Vanilla and Flux.jl deep neural network implementation.

Available Functions

  • demo(): Vanilla deep learning demo for MNIST handwritten digit recognition
  • flux_demo(): Flux.jl deep learning demo for MNIST handwritten digit recognition

Usage

using MachineLearningCourse
Lecture03.demo()
using MachineLearningCourse
Lecture03.flux_demo()
source
MachineLearningCourse.Lecture03.VanillaDNNType
VanillaDNN(layers)

Vanilla Deep Neural Network structure with fully connected layers (educational implementation).

Arguments

  • layers::Vector{Int}: Number of neurons per layer [input, hidden..., output]

Fields

  • layers::OffsetVector{Int}: Layer architecture specification
  • W::Vector{Matrix{Float32}}: Weight matrices W^[l] for each layer
  • b::Vector{Vector{Float32}}: Bias vectors b^[l] for each layer
  • L::Int: Total number of layers (excluding input layer)
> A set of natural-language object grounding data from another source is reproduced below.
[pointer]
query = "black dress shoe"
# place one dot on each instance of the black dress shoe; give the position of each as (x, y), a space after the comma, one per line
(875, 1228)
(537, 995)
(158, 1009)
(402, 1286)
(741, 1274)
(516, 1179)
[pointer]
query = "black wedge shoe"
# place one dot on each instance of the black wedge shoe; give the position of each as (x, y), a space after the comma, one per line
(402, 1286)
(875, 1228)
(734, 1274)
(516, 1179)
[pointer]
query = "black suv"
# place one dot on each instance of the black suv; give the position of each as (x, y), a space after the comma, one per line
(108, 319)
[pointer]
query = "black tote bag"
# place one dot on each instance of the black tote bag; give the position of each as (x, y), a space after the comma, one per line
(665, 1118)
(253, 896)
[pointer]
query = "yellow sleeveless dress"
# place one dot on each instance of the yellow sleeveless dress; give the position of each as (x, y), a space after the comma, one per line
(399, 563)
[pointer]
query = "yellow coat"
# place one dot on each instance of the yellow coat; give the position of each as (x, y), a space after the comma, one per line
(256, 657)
Uses He initialization for weights and zero initialization for biases. ReLU activation for hidden layers, linear activation for output layer.

Example

# Create network: 784 inputs → 128 hidden → 64 hidden → 10 outputs
network = VanillaDNN([784, 128, 64, 10])
source
MachineLearningCourse.Lecture03.accuracyMethod
accuracy(network::VanillaDNN, X_test, Y_test)

Calculate accuracy of DNN model on test data.

Arguments

  • network::DNN: Trained DNN network
  • X_test::Vector{Vector{Float32}}: Test input data
  • Y_test::Vector{Vector{Float32}}: Test target labels (one-hot encoded)

Returns

  • Float32: Test accuracy (0.0f0 to 1.0f0)
source
MachineLearningCourse.Lecture03.backpropagationMethod
backpropagation(network, activations, z_values, y)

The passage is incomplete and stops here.